Ashley também não suportava a ideia de abandonar a outra equipa. Virou-se para Blakely.
— Está bem. Ainda tem uma equipa! Mas se não nos tratarem com toda a sinceridade daqui em…
Blakely acenou com a cabeça, a voz séria.
— Têm a minha palavra. — Ele recuou e fez-lhe sinal para que avançasse. — Lembre-se, manteremos um contacto regular para mapear o vosso progresso, caso haja algum acidente. Em tudo o mais, a partir daqui as decisões são suas. Tudo, desde a frequência com que montam o acampamento, até ao número de dias que escolherem explorar antes de regressar. A sua palavra é lei.
Os olhos dos outros fixaram-se nela. A magnitude da busca ameaçava esmagá-la.
— Bem — disse Ashley —, nunca vamos chegar a lado nenhum aqui sentados. Avancemos. Halloway, vá à frente. Os restantes sigam-no e reencontramo-nos na próxima caverna.
A equipa verificou o equipamento e agarrou nas mochilas, pondo-as aos ombros. Ashley observou os outros debaterem-se com os trenós de transporte.
Halloway não ficou à espera de novas discussões. Ajustou o capacete e mergulhou pelo túnel na sua prancha. Os restantes aguardavam em fila para o seguir.

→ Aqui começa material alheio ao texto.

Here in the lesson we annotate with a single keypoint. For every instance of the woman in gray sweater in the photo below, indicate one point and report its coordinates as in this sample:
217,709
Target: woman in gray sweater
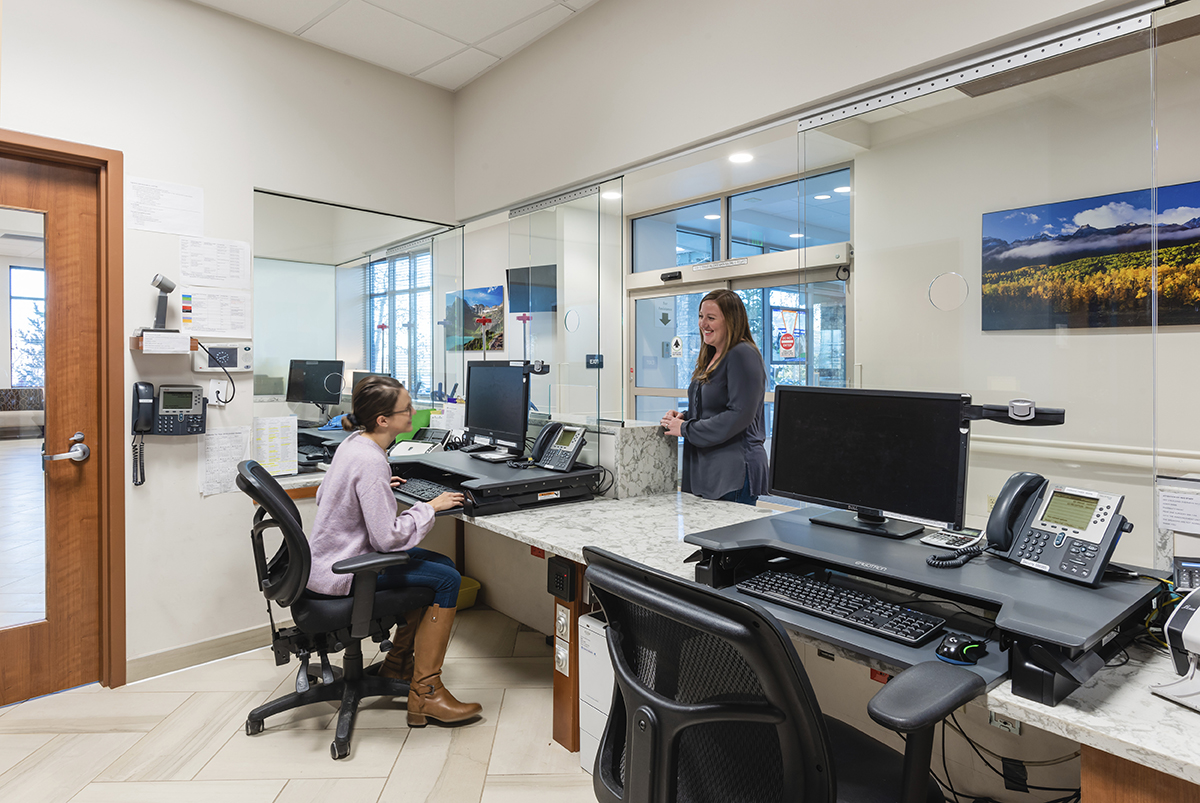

Satisfeita por estarem finalmente em movimento, Ashley calçou as luvas e apertou as tiras de velcro. Levou a mão à mochila e passou-a para o ombro. Quando Blakely se colocou ao seu lado, fitou o cientista enquanto os restantes deslizavam pelo wormhole. Com uma voz gelada, disse:
— Tome bem conta do meu filho.
— Claro. O Roland vai assegurar-se de que o rapaz está junto ao rádio todas as manhãs para poder ver por si mesma.
Ashley acenou com a cabeça, apercebendo-se de que os outros já tinham entrado no wormhole. Ajoelhando-se, posicionou o skate por baixo do corpo. Alguns movimentos laterais permitiam colocar a prancha numa posição mais confortável. Não era propriamente a forma mais digna de partir. Acendeu a luz do capacete e agarrou as paredes de ambos os lados para se lançar para o túnel. Rapidamente, entrou nele.
A maldita passagem continuava a parecer-se com um esgoto.